When asked what the company plans to do with its cash, Wattenström said DeFi is focusing on organic growth and “productifying” internal IP and technology, including launching “Valour Funds” as a new business unit and developing offerings such as “Valour Custody.” He said some cash may be used to seed funds (including UCITS and other European funds, as well as hedge fund strategies), while keeping flexibility for opportunistic opportunities and more efficient “alpha trades.” He also said the company is monetizing its cash and uses it for high-ROI trading strategies in its treasury. Wattenström added the company will “probably not do a lot of new venture capital investments,” emphasizing organic growth, geographic expansion, and trading efficiency.
Institutional products, geographic expansion, and marketing efficiency
Management said a key priority is expanding beyond a retail-driven AUM base to increase institutional participation. Wattenström cited demand for vehicles such as UCITS and SICAV structures in Europe, as well as Cayman-based hedge funds, and said some investors want token-based or on-chain “vault” access. He said UCITS products would first be marketed through fund platforms globally, with exchange listings potentially a “phase two,” noting “pushback from the regulatory authorities in Europe.”

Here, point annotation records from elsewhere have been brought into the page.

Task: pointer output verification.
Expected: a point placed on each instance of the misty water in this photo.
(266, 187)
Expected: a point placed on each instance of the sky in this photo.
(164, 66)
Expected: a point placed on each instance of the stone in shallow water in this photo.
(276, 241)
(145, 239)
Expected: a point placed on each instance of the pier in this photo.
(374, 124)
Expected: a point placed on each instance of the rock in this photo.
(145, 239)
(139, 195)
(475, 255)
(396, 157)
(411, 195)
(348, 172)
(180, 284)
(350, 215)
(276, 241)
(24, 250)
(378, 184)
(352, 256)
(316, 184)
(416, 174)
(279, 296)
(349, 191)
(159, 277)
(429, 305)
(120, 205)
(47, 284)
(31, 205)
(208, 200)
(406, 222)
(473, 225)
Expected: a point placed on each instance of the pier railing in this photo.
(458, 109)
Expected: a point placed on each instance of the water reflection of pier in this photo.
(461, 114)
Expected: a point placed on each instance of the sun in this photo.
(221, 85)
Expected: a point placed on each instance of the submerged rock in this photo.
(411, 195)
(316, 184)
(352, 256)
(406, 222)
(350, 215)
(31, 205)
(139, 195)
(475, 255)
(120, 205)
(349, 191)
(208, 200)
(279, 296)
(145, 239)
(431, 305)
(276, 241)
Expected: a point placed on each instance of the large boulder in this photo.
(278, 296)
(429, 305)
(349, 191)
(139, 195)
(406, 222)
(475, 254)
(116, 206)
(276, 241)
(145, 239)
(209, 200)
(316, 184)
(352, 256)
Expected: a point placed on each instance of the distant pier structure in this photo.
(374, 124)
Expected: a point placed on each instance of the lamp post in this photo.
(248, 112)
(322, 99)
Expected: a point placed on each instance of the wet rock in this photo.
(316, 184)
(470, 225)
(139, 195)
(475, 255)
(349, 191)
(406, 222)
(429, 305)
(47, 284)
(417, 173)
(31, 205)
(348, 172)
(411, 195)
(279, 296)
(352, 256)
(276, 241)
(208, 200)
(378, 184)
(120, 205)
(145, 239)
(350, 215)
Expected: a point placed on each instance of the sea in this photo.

President Andrew Forson highlighted branding and visibility efforts in 2025, saying the company onboarded buyers from regions including Saudi Arabia, Hong Kong, Japan, and Brazil. Forson said Valour launched two products on the London Stock Exchange in October 2025 and listed five ETP instruments and DeFi Technologies shares on Brazil’s B3 exchange in December 2025, which he described as the first time the company had products listed outside Europe.
Asked about traction in Brazil, Forson said the company is taking a conservative approach amid macro volatility, building organic teams and cost-efficient distribution partnerships. He said the company initiated capital markets activities in those newer markets in March and is already seeing traction, but emphasized a “slow and steady” approach.
Management also discussed reducing marketing costs while maintaining outreach. Bozoki said the company spent CAD 8.8 million on marketing in 2025 and expects most of the projected operating expense reduction for 2026 to come from cutting that spend. Wattenström said the company is doing “more marketing” but cutting “bad marketing” that was expensive and produced low impact. Forson described a more direct strategy—meeting institutional investors face-to-face, using the company’s own events and communications platform, and using AI tools—rather than large, broad media campaigns.
Bozoki said the company is declining to provide consolidated guidance for 2026 due to market volatility, citing factors including the war in Iran and crypto price swings since Bitcoin peaked on October 10, 2025. He said the company’s cash position supports executing on long-term objectives even in prolonged volatility.
About DeFi Technologies (NASDAQ:DEFT)
DeFi Technologies Inc is a Vancouver-based company focused on decentralized finance (DeFi) and digital asset investments. Through strategic equity stakes and token allocations, the company aims to provide investors with exposure to leading DeFi protocols, applications, and infrastructure projects. Its core activities include sourcing, evaluating and acquiring positions in blockchain-based platforms that facilitate decentralized lending, trading, yield farming and liquidity provision.
In addition to its investment portfolio, DeFi Technologies works to develop and distribute tokenized products that bridge traditional capital markets with emerging DeFi ecosystems.